2.4. Multilayer Perceptron-Based Models

With the idea of simplifying deep-learning models, models based only on MLPs [54] and residual connections [55] have recently been created. Compared to CNNs and transformers, these architectures involve less inductive bias and, therefore, are more adaptable to changes during inference [56]. MLP-based models are composed of three parts: patch embedding, channel-mixing, and patch-mixing. The first stage subdivides the image and then passes it to the other stages that relate features and patches [57].
MLP-Mixer [54] was the first proposed model for image classification using only perceptron layers. This model uses multiple perceptron layers to replace the convolution operation of CNNs and the self-attention mechanism of transformers. However, this architecture presents inefficiencies due to its way of relating tokens, that is, mixing different tokens without discriminating that some have more relation between them than others. To optimize the mixing process, variations of this method have been designed. ASMLP [58] reduces the number of relationships in the mixing process through bounded horizontal and vertical shifts. The main block is composed of skip connection, MLP, and axial shift operations, in the latter vertical shift and horizontal shift are used to extract features from the images and channel projection to transform the features using a linear layer. WaveMLP [59] dynamically adds weights to tokens by representing their features as a wave function where the amplitude is the original feature and the phase contains semantic content, allowing the efficient representation of tokens facilitating algorithm access to this information. The model is built by stacking blocks of phase-aware token-mixing, channel-mixing MLPs, and normalization layers in four stages. The gMLP architecture [60] designs gating operations that act as information filters, discriminating between features that should be processed and those that should be ignored. This is achieved through the linear gating operation, which consists of applying element-wise multiplication between the linear function with trainable parameters and the projected channels. S2MLP [61] introduces the spatial-shift module that replaces the channel mixing and token mixing modules of the MLP-MIXER model with a spatial shift that allows local relating of image features. This module contains no trainable parameters, making it a simple and scalable architecture. Before and after applying spatial-shift, fully connected layer blocks are applied that add weight to the relationships between image channels.

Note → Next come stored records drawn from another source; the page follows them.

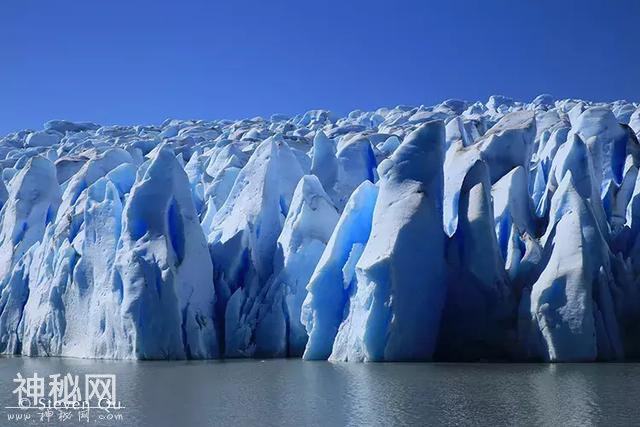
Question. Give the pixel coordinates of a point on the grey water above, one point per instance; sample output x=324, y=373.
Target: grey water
x=297, y=393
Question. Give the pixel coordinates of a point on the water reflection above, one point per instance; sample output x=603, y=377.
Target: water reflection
x=292, y=392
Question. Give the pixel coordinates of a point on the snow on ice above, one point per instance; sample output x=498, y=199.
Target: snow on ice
x=461, y=231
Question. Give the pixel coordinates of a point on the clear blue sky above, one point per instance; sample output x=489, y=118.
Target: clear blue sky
x=141, y=61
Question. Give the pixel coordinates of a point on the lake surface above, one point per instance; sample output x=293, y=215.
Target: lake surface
x=297, y=393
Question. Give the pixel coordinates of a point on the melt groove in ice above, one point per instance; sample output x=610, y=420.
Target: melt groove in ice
x=462, y=231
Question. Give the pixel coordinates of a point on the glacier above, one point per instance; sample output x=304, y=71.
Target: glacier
x=461, y=231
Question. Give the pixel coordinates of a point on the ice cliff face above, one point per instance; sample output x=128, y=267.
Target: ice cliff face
x=461, y=231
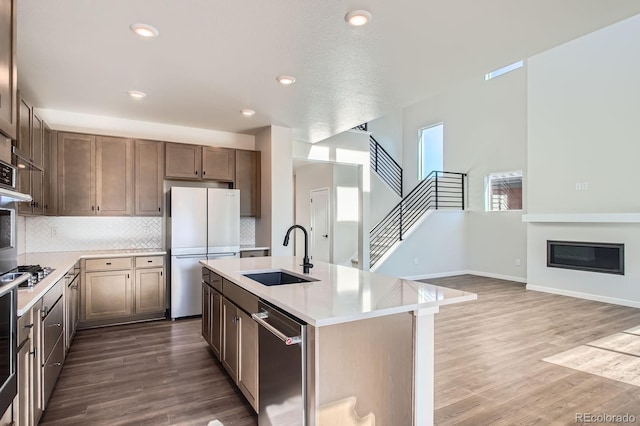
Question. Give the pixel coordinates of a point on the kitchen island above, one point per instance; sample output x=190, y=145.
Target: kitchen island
x=369, y=337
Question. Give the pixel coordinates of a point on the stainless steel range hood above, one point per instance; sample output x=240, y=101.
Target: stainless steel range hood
x=22, y=161
x=9, y=195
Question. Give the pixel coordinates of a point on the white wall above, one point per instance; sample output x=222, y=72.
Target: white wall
x=485, y=131
x=584, y=99
x=309, y=177
x=338, y=178
x=584, y=126
x=435, y=248
x=275, y=143
x=110, y=126
x=345, y=213
x=387, y=130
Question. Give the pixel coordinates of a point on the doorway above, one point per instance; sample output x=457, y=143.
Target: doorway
x=320, y=233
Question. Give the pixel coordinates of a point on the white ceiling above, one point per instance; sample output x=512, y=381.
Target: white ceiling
x=214, y=58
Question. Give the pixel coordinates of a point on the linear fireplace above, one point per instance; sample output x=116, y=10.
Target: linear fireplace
x=595, y=257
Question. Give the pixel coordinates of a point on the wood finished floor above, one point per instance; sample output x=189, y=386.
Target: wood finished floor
x=489, y=367
x=155, y=373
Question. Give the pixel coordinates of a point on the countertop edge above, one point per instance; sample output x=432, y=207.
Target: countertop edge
x=344, y=318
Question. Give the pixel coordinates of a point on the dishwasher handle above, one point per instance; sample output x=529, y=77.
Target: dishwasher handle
x=288, y=340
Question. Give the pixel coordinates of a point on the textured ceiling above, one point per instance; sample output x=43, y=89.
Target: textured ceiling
x=214, y=58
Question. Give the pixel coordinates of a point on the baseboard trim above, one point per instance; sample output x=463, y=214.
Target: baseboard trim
x=497, y=276
x=588, y=296
x=466, y=272
x=435, y=275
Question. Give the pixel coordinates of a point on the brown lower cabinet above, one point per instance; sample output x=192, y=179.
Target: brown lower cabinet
x=121, y=289
x=230, y=331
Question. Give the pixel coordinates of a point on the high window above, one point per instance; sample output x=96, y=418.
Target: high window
x=504, y=191
x=430, y=150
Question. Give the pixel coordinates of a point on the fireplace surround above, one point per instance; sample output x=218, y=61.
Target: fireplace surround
x=586, y=256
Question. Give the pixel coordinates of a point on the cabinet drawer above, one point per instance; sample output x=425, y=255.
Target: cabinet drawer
x=25, y=324
x=51, y=369
x=108, y=264
x=241, y=297
x=149, y=261
x=52, y=329
x=52, y=296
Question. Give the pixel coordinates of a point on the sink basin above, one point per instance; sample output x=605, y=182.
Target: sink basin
x=277, y=278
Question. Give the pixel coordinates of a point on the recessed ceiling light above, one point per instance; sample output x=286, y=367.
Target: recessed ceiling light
x=136, y=94
x=358, y=18
x=144, y=30
x=286, y=80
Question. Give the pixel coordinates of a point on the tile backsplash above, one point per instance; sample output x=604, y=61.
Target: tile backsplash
x=52, y=234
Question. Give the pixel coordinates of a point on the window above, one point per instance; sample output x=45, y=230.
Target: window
x=504, y=191
x=430, y=150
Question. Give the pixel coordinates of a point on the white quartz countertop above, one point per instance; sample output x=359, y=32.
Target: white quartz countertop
x=340, y=294
x=250, y=247
x=61, y=262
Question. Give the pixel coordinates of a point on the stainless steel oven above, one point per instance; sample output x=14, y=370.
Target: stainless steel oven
x=8, y=343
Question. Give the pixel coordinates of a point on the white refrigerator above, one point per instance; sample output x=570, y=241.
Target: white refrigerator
x=203, y=223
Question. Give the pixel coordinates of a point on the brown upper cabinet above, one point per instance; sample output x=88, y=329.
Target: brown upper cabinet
x=8, y=68
x=76, y=174
x=114, y=176
x=48, y=205
x=218, y=164
x=30, y=143
x=148, y=178
x=183, y=161
x=247, y=180
x=196, y=162
x=94, y=175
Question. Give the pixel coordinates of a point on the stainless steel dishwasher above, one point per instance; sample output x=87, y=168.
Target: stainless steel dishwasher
x=282, y=372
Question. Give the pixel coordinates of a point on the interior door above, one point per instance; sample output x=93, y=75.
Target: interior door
x=320, y=233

2.5. Lightweight Hybrid Models That Operate in Real-Time

Considering that CNNs are fast and efficient at capturing local features and that ViT and MLPs are better at capturing global relationships, lightweight models that combine these techniques have been created, improving the ability to model complex dependencies, capturing fine details, and operating in real-time. The following presents strategies that improve these two aspects using deep learning techniques that often mix CNNs, ViT, or MLP.
Segformer [62] is composed of an MiT-based backbone that applies overlapped patch merging and positional-encoding-free, then applies an efficient attention block. MLP blocks are used to decode the information captured by the transformer architecture. MaxViT [63] reduces the quadratic complexity of typical attention modules to a linear complexity, without losing global feature capture. These modules are interleaved with depthwise CNN modules and squeeze-excitation [64] that optimize local feature capture. MobileViT [65] interleaves MobileNetV2 blocks with a transformer that uses CNNs to optimize the capture of local and global features. The MobileNetV2 blocks apply depthwise separable convolutions to reduce computational complexity, while the transformer inserts global self-attention to capture long-range dependencies.

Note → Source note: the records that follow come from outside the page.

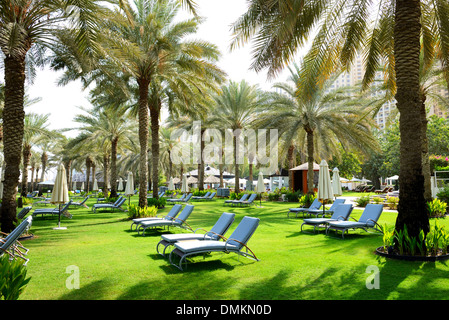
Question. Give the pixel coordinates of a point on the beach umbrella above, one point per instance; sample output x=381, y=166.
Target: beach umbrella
x=185, y=187
x=60, y=194
x=325, y=191
x=260, y=187
x=171, y=185
x=120, y=184
x=129, y=189
x=336, y=183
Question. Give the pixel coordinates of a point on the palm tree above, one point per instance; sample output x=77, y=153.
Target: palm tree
x=322, y=119
x=35, y=127
x=146, y=45
x=107, y=127
x=235, y=108
x=26, y=30
x=280, y=27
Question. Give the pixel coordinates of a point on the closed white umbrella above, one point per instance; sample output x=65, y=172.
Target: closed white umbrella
x=185, y=187
x=260, y=187
x=60, y=194
x=336, y=183
x=129, y=189
x=325, y=191
x=171, y=185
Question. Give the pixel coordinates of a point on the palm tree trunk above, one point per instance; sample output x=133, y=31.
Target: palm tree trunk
x=412, y=207
x=143, y=140
x=310, y=152
x=26, y=163
x=114, y=143
x=13, y=126
x=106, y=173
x=154, y=115
x=88, y=165
x=236, y=165
x=290, y=160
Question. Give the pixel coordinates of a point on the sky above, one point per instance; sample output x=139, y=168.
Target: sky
x=62, y=102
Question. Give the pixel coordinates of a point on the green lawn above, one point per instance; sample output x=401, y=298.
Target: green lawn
x=116, y=263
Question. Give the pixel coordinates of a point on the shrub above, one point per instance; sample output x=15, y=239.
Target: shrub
x=13, y=280
x=134, y=211
x=436, y=208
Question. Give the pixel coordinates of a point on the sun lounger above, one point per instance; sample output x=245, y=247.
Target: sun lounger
x=169, y=216
x=117, y=205
x=185, y=200
x=235, y=243
x=316, y=205
x=98, y=205
x=216, y=233
x=341, y=212
x=180, y=221
x=201, y=197
x=317, y=212
x=368, y=220
x=243, y=198
x=54, y=211
x=81, y=204
x=11, y=245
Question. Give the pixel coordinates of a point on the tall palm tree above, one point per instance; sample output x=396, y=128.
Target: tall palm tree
x=322, y=119
x=149, y=47
x=26, y=30
x=236, y=109
x=35, y=127
x=281, y=27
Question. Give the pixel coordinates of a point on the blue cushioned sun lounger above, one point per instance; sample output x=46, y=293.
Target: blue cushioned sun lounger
x=243, y=198
x=368, y=220
x=216, y=233
x=235, y=243
x=11, y=245
x=180, y=221
x=341, y=212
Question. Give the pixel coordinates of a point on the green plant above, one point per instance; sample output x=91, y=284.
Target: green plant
x=377, y=200
x=134, y=211
x=362, y=201
x=13, y=278
x=436, y=208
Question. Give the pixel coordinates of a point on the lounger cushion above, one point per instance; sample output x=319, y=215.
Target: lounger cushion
x=204, y=246
x=185, y=236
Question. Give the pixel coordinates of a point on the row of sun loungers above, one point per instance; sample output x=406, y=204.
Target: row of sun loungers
x=195, y=243
x=340, y=215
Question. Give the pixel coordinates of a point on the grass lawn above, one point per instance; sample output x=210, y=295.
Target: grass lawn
x=116, y=263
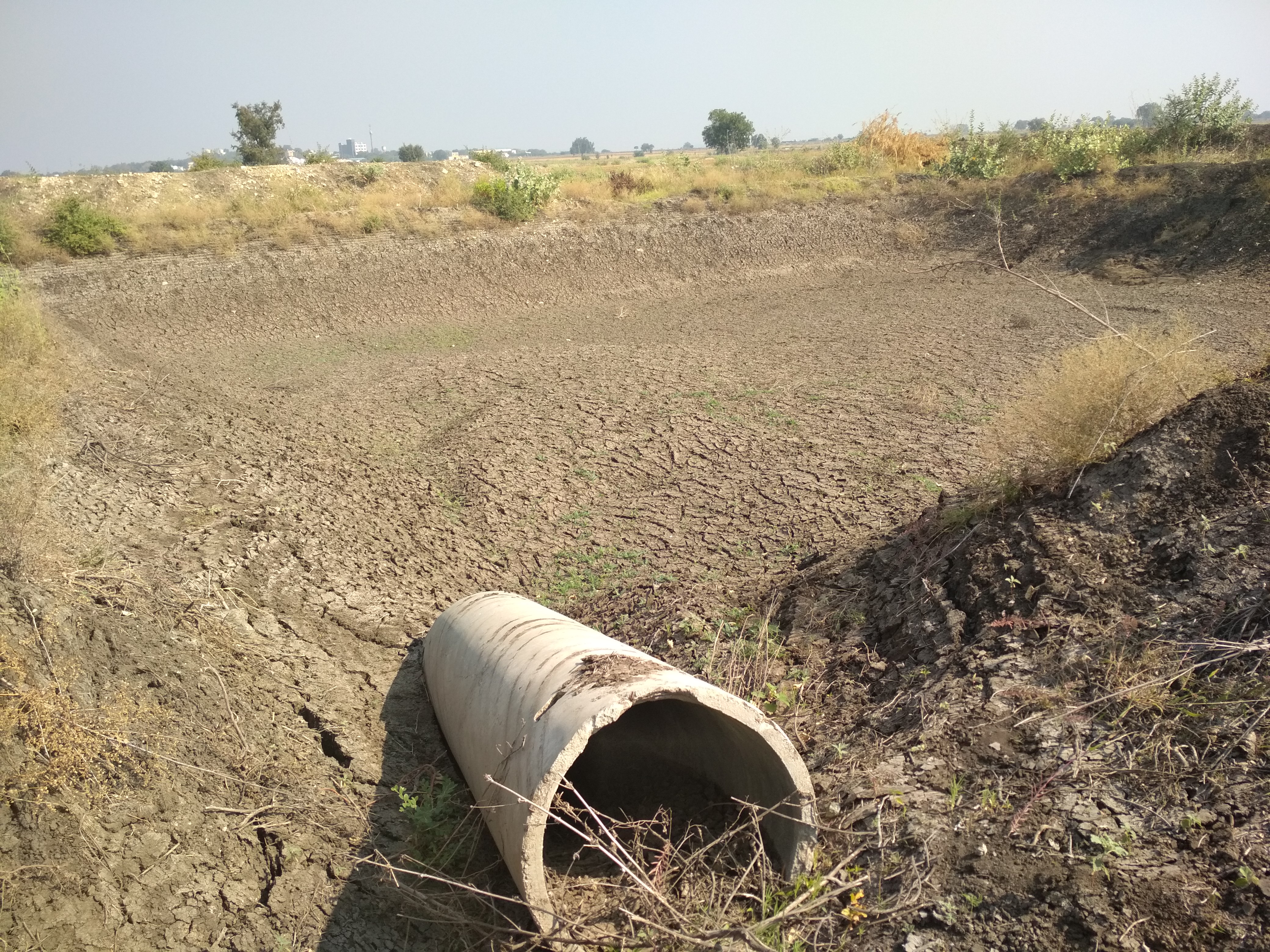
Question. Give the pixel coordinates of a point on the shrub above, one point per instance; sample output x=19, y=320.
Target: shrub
x=517, y=196
x=623, y=182
x=204, y=162
x=495, y=160
x=1093, y=398
x=8, y=239
x=1207, y=114
x=883, y=138
x=369, y=175
x=83, y=230
x=974, y=155
x=840, y=157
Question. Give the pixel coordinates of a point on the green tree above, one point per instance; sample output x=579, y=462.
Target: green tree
x=727, y=132
x=1204, y=114
x=258, y=126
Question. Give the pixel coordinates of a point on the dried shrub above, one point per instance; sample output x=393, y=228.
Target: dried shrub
x=1093, y=398
x=882, y=136
x=623, y=182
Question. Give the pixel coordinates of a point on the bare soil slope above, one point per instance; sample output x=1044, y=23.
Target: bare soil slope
x=281, y=465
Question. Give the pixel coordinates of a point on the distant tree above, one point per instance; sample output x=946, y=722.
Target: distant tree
x=319, y=157
x=258, y=126
x=208, y=160
x=727, y=132
x=1204, y=114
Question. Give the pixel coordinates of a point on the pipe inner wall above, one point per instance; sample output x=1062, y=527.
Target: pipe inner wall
x=526, y=696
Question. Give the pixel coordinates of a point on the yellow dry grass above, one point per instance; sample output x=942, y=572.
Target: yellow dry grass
x=882, y=136
x=1089, y=400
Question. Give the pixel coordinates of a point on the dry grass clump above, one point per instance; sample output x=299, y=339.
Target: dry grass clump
x=882, y=136
x=28, y=412
x=1089, y=400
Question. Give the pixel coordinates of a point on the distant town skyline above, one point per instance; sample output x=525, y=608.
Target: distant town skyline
x=85, y=84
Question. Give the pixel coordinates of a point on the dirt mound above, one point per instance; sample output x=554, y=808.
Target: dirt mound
x=1067, y=700
x=281, y=465
x=1151, y=223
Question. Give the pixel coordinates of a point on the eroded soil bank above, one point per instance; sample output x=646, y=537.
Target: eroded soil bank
x=281, y=465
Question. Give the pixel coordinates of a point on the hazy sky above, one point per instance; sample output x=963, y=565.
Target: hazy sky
x=100, y=82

2.6. Models for Semantic Segmentation of Unstructured Routes

In the design of architectures that operate on unstructured routes, it is important to consider the capture of different textures and their global context in the scene. The following presents strategies that improve these two aspects using deep-learning techniques that often mix CNNs, ViT, or MLP.
In [23], the CMSNet architecture is designed to test different configurations. Resnet or VGG can be used as the backbone. To increase feature capture, various pyramid feature groupings, such as ASPP, GPP, and SPP, were selected. Experiments carried out on a self-created database called Kamino, with a performance of 87% mIoU and an inference speed of 29 FPS. The OFFSEG [66] architecture uses the pretrained MobilNetV2 model on the ImageNet database as a classifier, followed by a color-based segmentation methodology, separating the scene into four classes. The evaluation was carried out on the Rellis3D and RUGD databases, achieving an average accuracy of 97.3%. The study model, based on the encoder–decoder architecture type, proposes and studies models with good performance in one of the two roles. The studies are carried out considering a database generated by the author, where the best performance is presented by the ResNet and DeepLabV3 pair as encoder and decoder, respectively, with an mIoU of 85.2% and an inference speed of 37 FPS, outperforming the performance of the models separately.
The study [67] designs an architecture to capture the traversable area in mining environments, generating its own database. The segmentation network is composed of convolutional layers, transformers, and linear classifiers. Its lightweight version presents a performance of 92.2% mIoU, which exceeds models such as Swin-T and PSPNet.

3. Methodology

The present study followed the methodology presented in Figure 1. It began with a review of the state-of-the-art in public databases and architectures for real-time semantic image segmentation. Then, the databases and the type of base architecture were selected to conduct the study. Finally, the models were trained to evaluate their performance, considering the application where they are implemented.
In this scheme, it is observed that this research begins by taking two routes. On one hand, a review of public databases based on unstructured routes is carried out, and on the other hand, a review of state-of-the-art architectures is conducted. Both routes are linked for the training, validation, and testing of new architectures in challenging unstructured route databases. The arrows graphically indicate the logical sequence in which the present investigation was carried out.
The research stages are detailed below.

3.1. Database Selection and Processing

To evaluate the designed models, public databases created in forests and fields were analyzed. From this group, databases that presented scenes with low contrast between the route and the rest of the ground were selected, with good lighting and weather conditions and without moving obstacles. The annotations had to contemplate masks that delimited the traversable area from the rest of the scene.
None of the analyzed databases present binary annotations; therefore, the original annotations were modified considering the differentiation of the traversable route from the rest of the scene. This process was carried out by grouping the classes of the original annotations into two classes and then binarizing the image.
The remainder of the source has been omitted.